We have responded to the Scottish Government's consultation on how the mobility component of the new Adult Disability Payment is working.
In addition to stressing the critical role of advice and support in improving the claimant experience and reaching everyone who needs support, the key points that we have made are:
› Adult Disability Payment is different from Personal Independence Payment in several ways. If these changes are delivered, they will have a positive impact on the lives of our clients.
› Adult Disability Payment uses the same points-based criterion to assess mobility needs. These criteria do not consider social, practical, and environmental barriers that prevent disabled people from exercising choice and control. The criteria are difficult for claimants to understand and force claimants to focus on what they can’t do.
› The 20-meter distance measure is arbitrary and not evidence based.
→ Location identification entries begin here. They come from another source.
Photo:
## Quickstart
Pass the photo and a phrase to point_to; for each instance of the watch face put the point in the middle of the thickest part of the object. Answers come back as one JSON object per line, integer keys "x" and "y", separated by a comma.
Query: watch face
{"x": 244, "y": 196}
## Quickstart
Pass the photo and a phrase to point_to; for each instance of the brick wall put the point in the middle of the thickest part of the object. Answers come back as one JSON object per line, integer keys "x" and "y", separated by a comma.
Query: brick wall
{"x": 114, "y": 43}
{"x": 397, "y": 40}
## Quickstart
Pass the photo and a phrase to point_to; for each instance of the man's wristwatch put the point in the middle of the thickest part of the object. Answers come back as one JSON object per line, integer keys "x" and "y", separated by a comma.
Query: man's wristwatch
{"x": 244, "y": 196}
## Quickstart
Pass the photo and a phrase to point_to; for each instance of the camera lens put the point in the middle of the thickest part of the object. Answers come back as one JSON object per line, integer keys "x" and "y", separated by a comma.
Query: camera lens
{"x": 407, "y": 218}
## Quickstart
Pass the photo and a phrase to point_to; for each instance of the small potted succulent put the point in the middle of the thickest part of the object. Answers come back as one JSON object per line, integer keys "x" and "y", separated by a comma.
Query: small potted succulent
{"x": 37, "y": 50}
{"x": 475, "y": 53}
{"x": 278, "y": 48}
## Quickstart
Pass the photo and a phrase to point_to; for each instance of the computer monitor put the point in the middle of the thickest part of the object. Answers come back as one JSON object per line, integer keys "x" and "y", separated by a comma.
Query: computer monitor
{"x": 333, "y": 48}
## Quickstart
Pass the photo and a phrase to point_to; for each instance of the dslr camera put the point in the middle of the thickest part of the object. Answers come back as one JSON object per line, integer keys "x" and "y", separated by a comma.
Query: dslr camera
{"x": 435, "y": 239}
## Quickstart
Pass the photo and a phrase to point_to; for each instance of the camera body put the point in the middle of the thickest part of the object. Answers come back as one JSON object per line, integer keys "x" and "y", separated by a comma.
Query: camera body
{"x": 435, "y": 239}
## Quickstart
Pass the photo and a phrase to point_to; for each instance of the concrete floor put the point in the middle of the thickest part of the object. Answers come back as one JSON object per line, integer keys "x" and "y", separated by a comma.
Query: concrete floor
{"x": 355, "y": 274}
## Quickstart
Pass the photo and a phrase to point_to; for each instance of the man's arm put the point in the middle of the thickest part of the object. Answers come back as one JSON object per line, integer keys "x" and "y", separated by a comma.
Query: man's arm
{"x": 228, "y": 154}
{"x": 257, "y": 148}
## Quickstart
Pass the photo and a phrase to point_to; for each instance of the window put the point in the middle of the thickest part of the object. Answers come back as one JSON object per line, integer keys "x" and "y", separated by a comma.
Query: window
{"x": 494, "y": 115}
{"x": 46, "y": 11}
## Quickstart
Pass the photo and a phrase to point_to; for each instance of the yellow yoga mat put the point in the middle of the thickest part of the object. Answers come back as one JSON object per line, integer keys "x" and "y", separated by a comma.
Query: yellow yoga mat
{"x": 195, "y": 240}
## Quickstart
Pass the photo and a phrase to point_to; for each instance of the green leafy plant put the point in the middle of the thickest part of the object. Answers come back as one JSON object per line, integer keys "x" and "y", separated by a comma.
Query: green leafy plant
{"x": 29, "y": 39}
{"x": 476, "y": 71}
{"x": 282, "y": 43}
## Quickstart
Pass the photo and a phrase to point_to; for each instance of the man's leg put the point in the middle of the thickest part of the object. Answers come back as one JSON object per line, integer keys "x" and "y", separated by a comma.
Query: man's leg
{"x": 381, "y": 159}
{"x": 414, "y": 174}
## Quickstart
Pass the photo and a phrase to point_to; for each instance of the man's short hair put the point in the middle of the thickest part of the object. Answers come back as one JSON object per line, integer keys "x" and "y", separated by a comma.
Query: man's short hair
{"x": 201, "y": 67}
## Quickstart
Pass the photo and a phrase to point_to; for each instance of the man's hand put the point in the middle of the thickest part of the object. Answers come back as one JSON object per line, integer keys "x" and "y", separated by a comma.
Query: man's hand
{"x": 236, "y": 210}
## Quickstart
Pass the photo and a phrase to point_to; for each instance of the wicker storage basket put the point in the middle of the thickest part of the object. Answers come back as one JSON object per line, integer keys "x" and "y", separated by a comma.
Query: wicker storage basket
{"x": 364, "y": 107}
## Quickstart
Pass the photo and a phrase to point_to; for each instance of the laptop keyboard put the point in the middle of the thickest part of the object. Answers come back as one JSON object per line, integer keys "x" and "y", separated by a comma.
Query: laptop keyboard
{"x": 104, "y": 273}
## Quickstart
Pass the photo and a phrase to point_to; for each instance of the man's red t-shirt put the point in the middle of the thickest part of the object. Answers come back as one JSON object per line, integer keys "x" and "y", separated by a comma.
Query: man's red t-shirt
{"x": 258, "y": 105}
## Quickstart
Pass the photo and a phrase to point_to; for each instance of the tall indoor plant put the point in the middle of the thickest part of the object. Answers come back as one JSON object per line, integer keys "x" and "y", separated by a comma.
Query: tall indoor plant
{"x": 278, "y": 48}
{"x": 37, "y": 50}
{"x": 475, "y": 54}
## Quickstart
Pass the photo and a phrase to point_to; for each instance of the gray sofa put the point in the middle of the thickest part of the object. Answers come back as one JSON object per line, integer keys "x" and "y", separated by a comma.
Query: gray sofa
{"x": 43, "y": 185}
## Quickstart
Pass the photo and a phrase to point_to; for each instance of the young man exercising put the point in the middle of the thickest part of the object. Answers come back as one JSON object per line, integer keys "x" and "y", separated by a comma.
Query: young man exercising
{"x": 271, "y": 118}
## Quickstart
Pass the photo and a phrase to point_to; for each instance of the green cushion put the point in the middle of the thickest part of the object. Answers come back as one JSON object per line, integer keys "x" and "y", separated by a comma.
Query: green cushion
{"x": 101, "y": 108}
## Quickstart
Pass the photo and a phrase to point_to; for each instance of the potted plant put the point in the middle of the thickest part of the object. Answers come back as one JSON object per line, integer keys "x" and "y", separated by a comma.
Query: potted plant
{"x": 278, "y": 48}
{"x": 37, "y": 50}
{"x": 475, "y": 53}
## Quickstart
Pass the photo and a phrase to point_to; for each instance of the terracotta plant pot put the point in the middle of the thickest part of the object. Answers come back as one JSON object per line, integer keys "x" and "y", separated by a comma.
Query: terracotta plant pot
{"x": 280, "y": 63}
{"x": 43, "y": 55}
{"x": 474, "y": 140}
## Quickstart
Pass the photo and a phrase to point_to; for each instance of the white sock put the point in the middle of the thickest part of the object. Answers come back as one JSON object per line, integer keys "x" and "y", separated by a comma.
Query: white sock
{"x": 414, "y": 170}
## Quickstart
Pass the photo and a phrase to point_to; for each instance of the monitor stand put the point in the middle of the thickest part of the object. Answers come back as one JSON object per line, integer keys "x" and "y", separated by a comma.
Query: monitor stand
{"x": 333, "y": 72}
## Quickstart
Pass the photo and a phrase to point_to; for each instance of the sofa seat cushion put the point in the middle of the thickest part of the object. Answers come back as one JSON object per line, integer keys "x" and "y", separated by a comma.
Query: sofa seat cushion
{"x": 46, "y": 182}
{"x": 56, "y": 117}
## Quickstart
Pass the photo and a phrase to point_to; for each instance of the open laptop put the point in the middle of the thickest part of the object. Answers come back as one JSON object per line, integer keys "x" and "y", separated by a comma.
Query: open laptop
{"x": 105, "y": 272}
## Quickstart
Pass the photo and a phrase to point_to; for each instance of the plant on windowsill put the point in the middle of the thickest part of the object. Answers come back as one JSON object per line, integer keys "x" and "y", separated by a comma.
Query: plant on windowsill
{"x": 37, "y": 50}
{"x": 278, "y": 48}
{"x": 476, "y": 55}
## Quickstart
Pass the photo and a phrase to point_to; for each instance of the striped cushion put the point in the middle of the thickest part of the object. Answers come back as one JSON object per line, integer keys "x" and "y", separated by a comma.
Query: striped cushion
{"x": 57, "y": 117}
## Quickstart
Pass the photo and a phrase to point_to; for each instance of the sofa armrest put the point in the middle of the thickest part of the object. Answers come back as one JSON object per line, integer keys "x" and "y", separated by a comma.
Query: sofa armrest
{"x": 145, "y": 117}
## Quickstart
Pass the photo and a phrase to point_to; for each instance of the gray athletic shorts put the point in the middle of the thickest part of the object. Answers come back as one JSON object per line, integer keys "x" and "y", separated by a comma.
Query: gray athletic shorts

It prevents claimants with complex mobility restrictions from accessing the level of support that they need.
› The application process needs to be modified to promote a better understanding among claimants of how the criteria apply to mental health and “invisible” conditions.
› The application process needs to be modified to encourage a complete picture account of a claimant’s mobility needs, not of “good days”, “bad days” or even “average days”. The decision makers guidance needs to be modified to better support decision makers to understand the impact of fluctuating conditions that do not follow predictable patterns.
› To minimize the risk of claimants falling through the cracks a “safety net” criteria is required.
› To identify differences in how ADP is working for people with various health circumstances, data recording the main reported condition of new processed ADP applications by award type is necessary. Similarly, data recording assessment method (telephone, video, in person) by award type is necessary to pick up on any detriment being experienced due to chosen assessment method.
› Scotland needs human rights-based disability assistance that has a clear purpose, is paid at an adequate rate, supports independent living and full participation, provides whole-of-life support, is well-connected to other services, and is resilient in the face of change.